Bydgoszczanie kapitalne rozpoczęli sobotnie spotkanie. W pierwszej kwarcie zdobyli aż 34 punkty. I w tym momencie wydawało się, że pójdą za ciosem i spokojnie dowiozą zasłużone zwycięstwo. Nic z tych rzeczy. MKS bardzo pomagali sędziowie. W drugiej kwarcie szybko kolejne przewinienia łapali wysocy zawodnicy "Asty". - Moim zdaniem jeden z tych panów z gwizdkiem wypaczył wynik tego pojedynku - grzmiał trener gospodarzy Jarosław Zawadka.

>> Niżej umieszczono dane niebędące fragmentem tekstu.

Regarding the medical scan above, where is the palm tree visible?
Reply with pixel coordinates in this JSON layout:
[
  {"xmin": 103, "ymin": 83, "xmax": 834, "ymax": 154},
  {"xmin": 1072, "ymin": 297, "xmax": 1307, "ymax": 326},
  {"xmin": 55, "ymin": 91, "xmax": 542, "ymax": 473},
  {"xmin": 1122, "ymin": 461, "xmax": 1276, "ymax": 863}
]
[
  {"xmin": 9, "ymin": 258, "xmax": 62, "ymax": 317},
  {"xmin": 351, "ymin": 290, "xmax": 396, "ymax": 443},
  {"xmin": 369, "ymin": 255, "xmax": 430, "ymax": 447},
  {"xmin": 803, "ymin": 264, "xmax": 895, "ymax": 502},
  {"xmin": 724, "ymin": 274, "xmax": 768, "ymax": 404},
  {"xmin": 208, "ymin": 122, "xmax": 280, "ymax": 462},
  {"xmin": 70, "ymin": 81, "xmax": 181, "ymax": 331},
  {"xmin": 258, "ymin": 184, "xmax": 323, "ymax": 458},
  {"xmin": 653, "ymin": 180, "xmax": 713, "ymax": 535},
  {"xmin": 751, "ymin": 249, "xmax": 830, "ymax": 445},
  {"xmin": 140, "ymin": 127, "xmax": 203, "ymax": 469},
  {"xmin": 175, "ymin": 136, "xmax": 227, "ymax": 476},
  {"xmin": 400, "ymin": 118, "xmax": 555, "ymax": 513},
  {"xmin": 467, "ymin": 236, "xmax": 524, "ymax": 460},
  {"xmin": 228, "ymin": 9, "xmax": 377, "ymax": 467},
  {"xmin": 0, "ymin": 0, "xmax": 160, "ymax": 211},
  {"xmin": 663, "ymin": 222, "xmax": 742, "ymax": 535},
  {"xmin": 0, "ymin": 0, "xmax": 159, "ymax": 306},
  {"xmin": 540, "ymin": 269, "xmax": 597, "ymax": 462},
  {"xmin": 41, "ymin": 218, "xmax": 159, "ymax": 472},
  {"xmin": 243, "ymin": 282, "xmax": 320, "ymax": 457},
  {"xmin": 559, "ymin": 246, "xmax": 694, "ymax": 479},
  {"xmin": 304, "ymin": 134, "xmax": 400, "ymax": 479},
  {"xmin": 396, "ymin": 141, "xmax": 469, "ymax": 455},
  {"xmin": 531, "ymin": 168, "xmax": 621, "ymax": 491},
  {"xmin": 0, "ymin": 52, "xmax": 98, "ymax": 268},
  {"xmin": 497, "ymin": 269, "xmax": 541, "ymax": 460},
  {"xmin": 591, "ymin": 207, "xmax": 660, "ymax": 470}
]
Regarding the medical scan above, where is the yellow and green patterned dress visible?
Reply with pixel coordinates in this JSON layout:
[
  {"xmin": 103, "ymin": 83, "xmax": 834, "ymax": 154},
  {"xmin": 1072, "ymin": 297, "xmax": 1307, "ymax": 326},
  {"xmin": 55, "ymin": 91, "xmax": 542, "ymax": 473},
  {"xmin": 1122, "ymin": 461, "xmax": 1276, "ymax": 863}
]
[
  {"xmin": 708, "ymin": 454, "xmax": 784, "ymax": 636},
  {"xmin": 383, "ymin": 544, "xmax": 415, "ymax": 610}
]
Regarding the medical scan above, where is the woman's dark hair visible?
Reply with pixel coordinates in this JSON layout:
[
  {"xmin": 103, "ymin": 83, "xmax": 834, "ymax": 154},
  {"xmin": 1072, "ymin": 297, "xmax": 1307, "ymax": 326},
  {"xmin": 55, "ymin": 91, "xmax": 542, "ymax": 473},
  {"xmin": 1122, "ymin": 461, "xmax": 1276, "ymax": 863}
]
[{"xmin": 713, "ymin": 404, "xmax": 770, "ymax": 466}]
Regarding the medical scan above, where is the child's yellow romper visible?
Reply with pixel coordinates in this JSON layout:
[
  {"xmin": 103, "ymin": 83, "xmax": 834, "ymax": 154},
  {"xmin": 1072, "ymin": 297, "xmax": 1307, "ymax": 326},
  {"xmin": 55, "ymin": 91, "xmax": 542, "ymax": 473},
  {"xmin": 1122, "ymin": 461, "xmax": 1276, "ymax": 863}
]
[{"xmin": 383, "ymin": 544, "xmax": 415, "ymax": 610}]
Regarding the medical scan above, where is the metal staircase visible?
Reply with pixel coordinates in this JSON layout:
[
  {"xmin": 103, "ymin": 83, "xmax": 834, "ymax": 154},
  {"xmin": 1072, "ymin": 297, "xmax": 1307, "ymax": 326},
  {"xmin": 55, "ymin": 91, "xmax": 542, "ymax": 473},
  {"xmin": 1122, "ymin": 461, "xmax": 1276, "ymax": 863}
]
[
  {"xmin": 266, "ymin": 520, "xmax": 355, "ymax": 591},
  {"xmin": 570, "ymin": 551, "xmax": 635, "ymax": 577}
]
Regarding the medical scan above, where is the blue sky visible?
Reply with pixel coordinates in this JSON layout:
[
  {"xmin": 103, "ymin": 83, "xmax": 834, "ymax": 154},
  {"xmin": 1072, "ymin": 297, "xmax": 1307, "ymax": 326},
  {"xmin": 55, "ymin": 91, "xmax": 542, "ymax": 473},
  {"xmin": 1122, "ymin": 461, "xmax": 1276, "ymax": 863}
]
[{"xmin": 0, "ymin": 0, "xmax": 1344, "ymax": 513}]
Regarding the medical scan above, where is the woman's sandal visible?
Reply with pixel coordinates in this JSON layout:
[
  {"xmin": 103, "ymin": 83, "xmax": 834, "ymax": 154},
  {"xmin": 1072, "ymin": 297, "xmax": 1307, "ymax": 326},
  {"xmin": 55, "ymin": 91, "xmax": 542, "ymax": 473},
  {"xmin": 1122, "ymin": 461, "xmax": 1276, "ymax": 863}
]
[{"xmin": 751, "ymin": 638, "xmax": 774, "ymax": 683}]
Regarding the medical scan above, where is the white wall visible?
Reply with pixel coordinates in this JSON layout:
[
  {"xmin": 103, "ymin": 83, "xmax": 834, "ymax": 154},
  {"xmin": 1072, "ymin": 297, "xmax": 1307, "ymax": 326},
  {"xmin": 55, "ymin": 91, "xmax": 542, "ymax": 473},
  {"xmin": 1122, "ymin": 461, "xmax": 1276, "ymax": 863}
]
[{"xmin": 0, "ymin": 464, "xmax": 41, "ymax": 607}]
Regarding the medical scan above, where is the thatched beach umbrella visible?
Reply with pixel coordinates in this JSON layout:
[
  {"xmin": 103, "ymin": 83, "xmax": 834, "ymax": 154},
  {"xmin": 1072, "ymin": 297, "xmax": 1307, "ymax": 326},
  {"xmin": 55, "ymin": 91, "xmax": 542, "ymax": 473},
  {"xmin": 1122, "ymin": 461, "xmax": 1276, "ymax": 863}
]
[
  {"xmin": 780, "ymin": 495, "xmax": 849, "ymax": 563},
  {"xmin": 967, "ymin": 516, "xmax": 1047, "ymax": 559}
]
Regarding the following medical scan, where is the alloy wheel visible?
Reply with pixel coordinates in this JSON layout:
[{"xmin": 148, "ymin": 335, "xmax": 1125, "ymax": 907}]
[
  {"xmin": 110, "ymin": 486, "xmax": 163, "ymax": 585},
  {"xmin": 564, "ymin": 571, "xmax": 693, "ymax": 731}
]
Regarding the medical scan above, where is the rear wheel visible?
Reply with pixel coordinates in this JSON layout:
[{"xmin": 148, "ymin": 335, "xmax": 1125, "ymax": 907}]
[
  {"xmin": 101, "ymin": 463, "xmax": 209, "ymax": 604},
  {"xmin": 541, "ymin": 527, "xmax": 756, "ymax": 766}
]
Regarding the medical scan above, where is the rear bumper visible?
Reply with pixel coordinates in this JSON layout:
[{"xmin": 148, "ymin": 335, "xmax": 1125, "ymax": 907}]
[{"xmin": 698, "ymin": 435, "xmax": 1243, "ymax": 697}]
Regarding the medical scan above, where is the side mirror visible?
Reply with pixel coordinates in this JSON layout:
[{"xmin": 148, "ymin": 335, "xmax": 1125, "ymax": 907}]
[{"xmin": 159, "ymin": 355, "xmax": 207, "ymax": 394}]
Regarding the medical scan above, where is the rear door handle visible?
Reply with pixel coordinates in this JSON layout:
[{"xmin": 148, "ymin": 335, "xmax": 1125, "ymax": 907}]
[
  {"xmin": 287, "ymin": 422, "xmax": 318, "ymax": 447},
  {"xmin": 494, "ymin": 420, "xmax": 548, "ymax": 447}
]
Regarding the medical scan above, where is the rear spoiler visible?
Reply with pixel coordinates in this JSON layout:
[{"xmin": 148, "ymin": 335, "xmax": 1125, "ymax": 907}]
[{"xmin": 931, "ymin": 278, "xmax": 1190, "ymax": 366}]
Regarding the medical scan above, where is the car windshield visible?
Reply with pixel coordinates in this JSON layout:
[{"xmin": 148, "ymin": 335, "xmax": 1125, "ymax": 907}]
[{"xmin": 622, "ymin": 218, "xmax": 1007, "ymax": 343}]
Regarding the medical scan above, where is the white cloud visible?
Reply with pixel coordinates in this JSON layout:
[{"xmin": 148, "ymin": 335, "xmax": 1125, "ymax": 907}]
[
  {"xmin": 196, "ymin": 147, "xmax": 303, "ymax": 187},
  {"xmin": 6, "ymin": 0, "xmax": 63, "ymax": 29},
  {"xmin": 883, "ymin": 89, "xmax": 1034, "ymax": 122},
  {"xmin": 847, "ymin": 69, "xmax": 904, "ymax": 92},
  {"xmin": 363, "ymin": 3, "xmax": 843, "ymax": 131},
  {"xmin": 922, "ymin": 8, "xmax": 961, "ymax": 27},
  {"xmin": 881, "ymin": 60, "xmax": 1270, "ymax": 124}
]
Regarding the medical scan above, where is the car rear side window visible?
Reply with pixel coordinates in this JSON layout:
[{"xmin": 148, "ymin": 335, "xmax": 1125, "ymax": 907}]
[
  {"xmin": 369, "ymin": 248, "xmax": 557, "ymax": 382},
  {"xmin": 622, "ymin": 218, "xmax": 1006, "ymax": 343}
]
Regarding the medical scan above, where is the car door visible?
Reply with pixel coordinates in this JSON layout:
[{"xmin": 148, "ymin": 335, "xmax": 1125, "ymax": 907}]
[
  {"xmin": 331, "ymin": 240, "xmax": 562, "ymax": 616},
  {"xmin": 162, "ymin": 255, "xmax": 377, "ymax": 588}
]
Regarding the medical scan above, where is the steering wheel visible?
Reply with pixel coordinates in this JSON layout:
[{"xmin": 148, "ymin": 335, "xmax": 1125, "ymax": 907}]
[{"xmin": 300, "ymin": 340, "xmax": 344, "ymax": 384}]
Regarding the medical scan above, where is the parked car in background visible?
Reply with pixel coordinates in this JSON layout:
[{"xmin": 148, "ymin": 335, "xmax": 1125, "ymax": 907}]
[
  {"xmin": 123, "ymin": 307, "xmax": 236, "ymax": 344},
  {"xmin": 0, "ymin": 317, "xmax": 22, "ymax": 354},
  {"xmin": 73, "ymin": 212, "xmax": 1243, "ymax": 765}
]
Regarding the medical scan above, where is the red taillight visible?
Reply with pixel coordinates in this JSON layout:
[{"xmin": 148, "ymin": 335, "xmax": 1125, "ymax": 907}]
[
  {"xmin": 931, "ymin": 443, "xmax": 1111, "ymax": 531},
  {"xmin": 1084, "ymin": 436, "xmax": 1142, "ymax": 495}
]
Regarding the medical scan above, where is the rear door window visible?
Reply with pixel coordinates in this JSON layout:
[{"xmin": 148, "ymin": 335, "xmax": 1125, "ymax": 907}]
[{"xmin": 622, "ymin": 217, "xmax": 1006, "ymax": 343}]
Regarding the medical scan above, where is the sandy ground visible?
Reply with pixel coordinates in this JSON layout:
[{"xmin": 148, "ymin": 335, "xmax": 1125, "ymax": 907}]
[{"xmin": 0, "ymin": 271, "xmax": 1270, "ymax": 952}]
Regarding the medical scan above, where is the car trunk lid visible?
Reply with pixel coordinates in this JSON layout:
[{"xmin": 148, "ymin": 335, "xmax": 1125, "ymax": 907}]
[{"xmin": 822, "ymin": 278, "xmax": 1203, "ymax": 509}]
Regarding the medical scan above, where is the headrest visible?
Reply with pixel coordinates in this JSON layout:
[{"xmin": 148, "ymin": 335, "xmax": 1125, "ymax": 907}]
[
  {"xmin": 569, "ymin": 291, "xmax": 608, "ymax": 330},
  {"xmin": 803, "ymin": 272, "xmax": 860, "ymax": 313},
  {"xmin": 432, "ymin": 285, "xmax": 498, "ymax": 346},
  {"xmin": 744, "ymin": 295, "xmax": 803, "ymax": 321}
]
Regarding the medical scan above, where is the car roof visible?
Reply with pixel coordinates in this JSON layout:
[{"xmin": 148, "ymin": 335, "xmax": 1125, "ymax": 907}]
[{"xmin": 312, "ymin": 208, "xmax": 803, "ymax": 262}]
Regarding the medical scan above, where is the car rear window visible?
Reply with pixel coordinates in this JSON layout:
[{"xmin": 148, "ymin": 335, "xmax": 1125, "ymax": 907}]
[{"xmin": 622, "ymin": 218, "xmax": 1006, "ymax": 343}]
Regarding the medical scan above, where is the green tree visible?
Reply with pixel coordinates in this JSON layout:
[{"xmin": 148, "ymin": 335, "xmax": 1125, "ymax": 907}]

Na dodatek sędziowie w newralgicznych momentach odgwizdali na bydgoszczanach dwa przewinienia techniczne. Najpierw od razu dwa faule w pierwszej połowie zarobił właściwie za nic Szymon Milczyński (34:22), po czym MKS zdobył pięć punktów z rzędu. W drugiej połowie popularnego "dacha" dostała ławka miejscowych. To było na początku czwartej kwarty. Wówczas po dwóch darmowych rzutach wolnych Grzegorza Małeckiego mieliśmy remis 68:68.
- Było parę powodów naszej porażki. Przede wszystkim dwa przewinienia techniczne, głupie straty w szybkim ataku, kiedy zamiast grać dłużej oddajemy rzuty z nieprzygotowanych pozycji oraz przegrana deska na własnej tablicy. Po swoich zbiórkach MKS ponawiał akcje i dzięki temu może się cieszyć ze zwycięstwa - dodał Zawadka.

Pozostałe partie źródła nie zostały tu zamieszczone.